OPTIMAL SIZING AND PLACEMENT OF CAPACITOR AND DISTRIBUTED GENERATION FOR LOSS MINIMIZATION IN UNBALANCED DISTRIBUTION NETWORK
No Thumbnail Available
Date
2019-10-22
Authors
Journal Title
Journal ISSN
Volume Title
Publisher
Hawassa University
Abstract
Power loss reduction is an important problem that needs to be addressed as generating
electrical power. It is important to reduce power loss using locally generated power sources
and/or compensations. This thesis presents a method of maximizing energy utilization,
feeder loss reduction and voltage profile improvement for radial distribution network using
the active and reactive power sources. Distributed Generation (DG) (wind and solar with
backup by biomass generation) and shunt capacitor (QG) for reactive power demand are
used. Integrating DG and QG at each bus might reduce the loss but it is economically
unaffordable for developing countries like Ethiopia. Therefore, this work utilized an
optimization method namely Whale Optimization Algorithm (WOA) for finding an
optimal size and location at feeder for placing QG and DG, so that the feeder loss is
minimized.
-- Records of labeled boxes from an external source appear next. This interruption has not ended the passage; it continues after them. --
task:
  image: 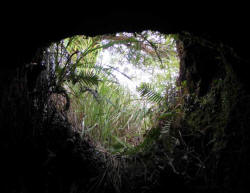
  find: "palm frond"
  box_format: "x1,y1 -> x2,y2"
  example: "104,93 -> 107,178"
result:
75,71 -> 100,86
137,83 -> 164,103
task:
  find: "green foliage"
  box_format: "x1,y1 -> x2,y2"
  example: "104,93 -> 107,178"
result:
137,83 -> 164,103
46,31 -> 179,153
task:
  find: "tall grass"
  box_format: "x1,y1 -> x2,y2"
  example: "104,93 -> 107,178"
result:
66,82 -> 156,152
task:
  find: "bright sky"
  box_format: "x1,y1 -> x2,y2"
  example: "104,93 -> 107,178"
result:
97,50 -> 153,95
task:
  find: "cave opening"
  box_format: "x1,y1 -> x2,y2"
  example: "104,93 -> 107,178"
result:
0,21 -> 250,193
43,30 -> 180,154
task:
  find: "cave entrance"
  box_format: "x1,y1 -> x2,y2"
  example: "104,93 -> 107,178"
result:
45,30 -> 179,153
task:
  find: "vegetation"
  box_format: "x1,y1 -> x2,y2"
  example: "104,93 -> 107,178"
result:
48,31 -> 179,153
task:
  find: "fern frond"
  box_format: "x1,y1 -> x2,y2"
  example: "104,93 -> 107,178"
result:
137,83 -> 164,104
76,71 -> 100,86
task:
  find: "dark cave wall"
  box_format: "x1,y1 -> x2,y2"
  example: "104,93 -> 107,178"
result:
176,34 -> 250,192
0,9 -> 250,192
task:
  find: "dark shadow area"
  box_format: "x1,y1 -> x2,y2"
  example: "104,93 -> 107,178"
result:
0,8 -> 250,193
WOA is a meta-heuristic optimization derived from natural food hunting
behavior of biggest mammal fish called whale. To see the performance WOA, it is
compared with particle swarm optimization (PSO). In the process of optimization, the
feeder carrying capacity is considered as the primary constraint to get the best minimum
loss while voltage, position limits and the sum of equality constraints are kept considered.
The performance of the applied method is performed on 35 and 40 bus feeders of Bahir
Dar distribution network. From the results, the power loss had reduced from 339.5703 kW
to 22 kW in Ghion feeder and from 126.2149 kW to 22.4 kW in Bata feeder using WOA.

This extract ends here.